The Liberal government announced last week that a new non−partisan advisory board will choose potential new judges to sit on the Supreme Court, a move characterized as a way to bring more transparency — and less partisan sparring — to the process.

Justice Thomas Cromwell, who is from Nova Scotia, will retire next month.

The convention would have been for Cromwell to be replaced by another judge from Atlantic Canada.

The Liberals came under criticism last week when they indicated the seven−member advisory board, chaired by former prime minister Kim Campbell, would consider candidates from across the country.

Wilson−Raybould pointed out on Thursday that in his mandate letter to Campbell, Trudeau asked the advisory board to include Atlantic Canadians on its short list of three to five potential candidates and that it consider the custom of regional representation on the high court as it sorts through the names.

"I recognize that regional representation is important," Wilson−Raybould said.

"So too is diversity. So too is ensuring that we have the most qualified jurists that will fill the vacancy," she said, adding the expects a significant number of jurists from the Atlantic region to put their names forward.

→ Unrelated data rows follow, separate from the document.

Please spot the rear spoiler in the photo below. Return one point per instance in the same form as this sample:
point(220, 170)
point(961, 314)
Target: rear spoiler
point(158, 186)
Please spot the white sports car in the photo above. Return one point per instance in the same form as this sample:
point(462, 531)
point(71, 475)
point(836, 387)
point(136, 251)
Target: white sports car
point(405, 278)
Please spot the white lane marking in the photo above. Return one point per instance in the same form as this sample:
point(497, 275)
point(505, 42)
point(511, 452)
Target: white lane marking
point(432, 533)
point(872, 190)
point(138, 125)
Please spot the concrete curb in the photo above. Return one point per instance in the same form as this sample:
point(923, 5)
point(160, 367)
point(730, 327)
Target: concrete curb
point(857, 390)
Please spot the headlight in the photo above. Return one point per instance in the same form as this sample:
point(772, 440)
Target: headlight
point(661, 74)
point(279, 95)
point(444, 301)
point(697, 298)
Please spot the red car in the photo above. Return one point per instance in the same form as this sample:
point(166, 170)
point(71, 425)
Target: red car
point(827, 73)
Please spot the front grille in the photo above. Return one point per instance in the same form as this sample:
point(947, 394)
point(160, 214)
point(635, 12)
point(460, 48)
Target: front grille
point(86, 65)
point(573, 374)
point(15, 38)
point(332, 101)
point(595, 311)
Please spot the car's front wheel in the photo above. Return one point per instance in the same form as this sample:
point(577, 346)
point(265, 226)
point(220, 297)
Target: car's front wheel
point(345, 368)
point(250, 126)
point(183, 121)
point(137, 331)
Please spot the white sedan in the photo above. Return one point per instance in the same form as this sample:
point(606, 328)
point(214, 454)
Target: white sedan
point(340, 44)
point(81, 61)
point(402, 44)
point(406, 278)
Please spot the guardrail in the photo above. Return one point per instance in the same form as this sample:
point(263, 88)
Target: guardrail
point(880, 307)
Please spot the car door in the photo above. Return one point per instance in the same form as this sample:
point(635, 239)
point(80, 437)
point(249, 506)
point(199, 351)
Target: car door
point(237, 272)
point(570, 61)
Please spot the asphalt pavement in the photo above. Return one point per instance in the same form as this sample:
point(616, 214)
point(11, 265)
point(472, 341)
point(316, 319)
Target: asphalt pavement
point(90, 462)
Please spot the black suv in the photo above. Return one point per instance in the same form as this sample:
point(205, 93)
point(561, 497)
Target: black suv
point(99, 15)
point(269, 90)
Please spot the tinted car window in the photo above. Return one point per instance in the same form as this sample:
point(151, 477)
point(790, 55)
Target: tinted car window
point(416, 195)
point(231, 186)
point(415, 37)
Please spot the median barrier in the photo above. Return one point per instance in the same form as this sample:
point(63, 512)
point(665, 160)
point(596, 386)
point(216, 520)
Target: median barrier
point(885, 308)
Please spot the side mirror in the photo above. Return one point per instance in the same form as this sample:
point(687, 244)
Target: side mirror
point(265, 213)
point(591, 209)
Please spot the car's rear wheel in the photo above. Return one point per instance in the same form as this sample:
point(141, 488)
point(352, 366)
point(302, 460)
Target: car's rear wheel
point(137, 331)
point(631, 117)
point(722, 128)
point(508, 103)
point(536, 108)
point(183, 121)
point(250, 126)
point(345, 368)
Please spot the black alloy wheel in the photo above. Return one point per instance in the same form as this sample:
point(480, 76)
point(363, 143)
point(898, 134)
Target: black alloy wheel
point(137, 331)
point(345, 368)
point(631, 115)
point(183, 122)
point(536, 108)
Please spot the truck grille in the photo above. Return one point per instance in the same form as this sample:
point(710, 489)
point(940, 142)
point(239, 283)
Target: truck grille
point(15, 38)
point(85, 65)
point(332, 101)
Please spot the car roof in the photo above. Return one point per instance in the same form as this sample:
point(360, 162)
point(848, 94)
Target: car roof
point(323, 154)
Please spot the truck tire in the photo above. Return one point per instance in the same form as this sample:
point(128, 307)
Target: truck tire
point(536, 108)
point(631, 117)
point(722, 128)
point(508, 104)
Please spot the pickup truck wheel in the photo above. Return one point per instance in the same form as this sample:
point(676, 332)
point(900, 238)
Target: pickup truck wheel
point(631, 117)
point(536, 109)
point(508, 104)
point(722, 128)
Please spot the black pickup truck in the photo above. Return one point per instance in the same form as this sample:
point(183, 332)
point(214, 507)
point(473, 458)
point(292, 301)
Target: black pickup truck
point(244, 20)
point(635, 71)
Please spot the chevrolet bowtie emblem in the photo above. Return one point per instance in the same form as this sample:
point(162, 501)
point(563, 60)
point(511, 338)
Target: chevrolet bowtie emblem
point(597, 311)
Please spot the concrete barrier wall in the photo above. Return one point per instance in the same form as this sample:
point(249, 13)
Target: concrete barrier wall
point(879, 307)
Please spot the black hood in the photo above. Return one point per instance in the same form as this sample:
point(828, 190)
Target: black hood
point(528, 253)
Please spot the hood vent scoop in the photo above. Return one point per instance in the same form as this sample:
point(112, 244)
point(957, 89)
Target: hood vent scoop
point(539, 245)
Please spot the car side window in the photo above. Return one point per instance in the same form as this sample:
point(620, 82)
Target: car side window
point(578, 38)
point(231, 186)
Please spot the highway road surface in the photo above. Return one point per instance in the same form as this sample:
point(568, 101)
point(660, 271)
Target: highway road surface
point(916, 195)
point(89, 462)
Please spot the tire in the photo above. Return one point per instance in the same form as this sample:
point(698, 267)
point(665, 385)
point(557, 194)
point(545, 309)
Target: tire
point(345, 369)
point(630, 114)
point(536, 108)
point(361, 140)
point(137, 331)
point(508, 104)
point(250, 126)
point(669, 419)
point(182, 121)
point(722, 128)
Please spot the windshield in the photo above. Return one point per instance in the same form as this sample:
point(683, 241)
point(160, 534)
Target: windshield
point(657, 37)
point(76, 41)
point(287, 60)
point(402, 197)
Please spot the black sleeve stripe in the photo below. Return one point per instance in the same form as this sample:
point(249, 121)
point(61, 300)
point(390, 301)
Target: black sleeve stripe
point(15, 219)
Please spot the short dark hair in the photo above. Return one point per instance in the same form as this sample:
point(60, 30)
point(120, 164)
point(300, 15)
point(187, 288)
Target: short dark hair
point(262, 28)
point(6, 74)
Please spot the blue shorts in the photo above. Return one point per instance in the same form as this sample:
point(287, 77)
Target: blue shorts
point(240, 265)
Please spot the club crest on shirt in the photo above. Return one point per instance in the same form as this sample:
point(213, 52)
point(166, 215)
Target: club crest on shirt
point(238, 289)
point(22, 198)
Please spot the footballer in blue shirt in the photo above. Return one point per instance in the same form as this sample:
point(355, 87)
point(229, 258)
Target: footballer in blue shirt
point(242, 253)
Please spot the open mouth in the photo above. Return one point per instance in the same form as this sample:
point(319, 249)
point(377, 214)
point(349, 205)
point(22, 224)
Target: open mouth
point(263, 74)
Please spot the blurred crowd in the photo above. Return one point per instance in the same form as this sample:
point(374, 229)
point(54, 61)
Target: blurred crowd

Conservative justice critic Rob Nicholson said that did not go far enough and suggested it would not go over well with the 32 Liberal MPs who swept the region in the federal election last year.

In addition to striving for more diversity on the bench, the advisory board is also being asked to find candidates who are "functionally bilingual".

Wilson−Raybould defined that Thursday as someone who can understand oral and written arguments in both English and French — to be assessed through the Office of the Commissioner for Federal Judicial Affairs.

"The ability of the justice to engage in conversations with counsel is not required, but would be, certainly, a beneficial attribute of an individual wanting to put their name forward," she told the committee.

NDP leader Tom Mulcair, who joined the committee meeting, was unimpressed.

"I’ve never seen anybody say that you can be functionally bilingual even if you are not able to speak a word of the other language," Mulcair told reporters.

Earlier Thursday, Chief Justice Beverley McLachlin said it is taking too long to name a replacement for Cromwell.

“The court needs – and the Canadian people are entitled to – a full complement of nine judges to decide the complex and important questions before it,” McLachlin said Thursday in an address to the annual legal conference of the Canadian Bar Association.

McLachlin would not comment on the fact that the new justice might not necessarily come from Atlantic Canada.

"There are a lot of factors that go into an appointment and that’s the government’s responsibility and I’m not going to tell them how to do their job," McLachlin said in a news conference following her remarks.

McLachlin also said that question might one day come before the Supreme Court, but did not elaborate.

In her speech, McLachlin said she is also concerned about 44 other judicial positions nationwide the federal government has yet to fill.

"There is something deeply wrong with a hiring scheme that repeatedly proves itself incapable of foreseeing, preparing for and filling vacancies as they arise," she said.

McLachlin said the vacancies can restrict access to justice, which she said should be a top priority to ensure the public does not lose confidence in the system.

"If people are excluded from the system, if they conclude it exists only to serve the interests of the elites, they will turn away. Respect for the rule of law will diminish, and our society will be the poorer," she said.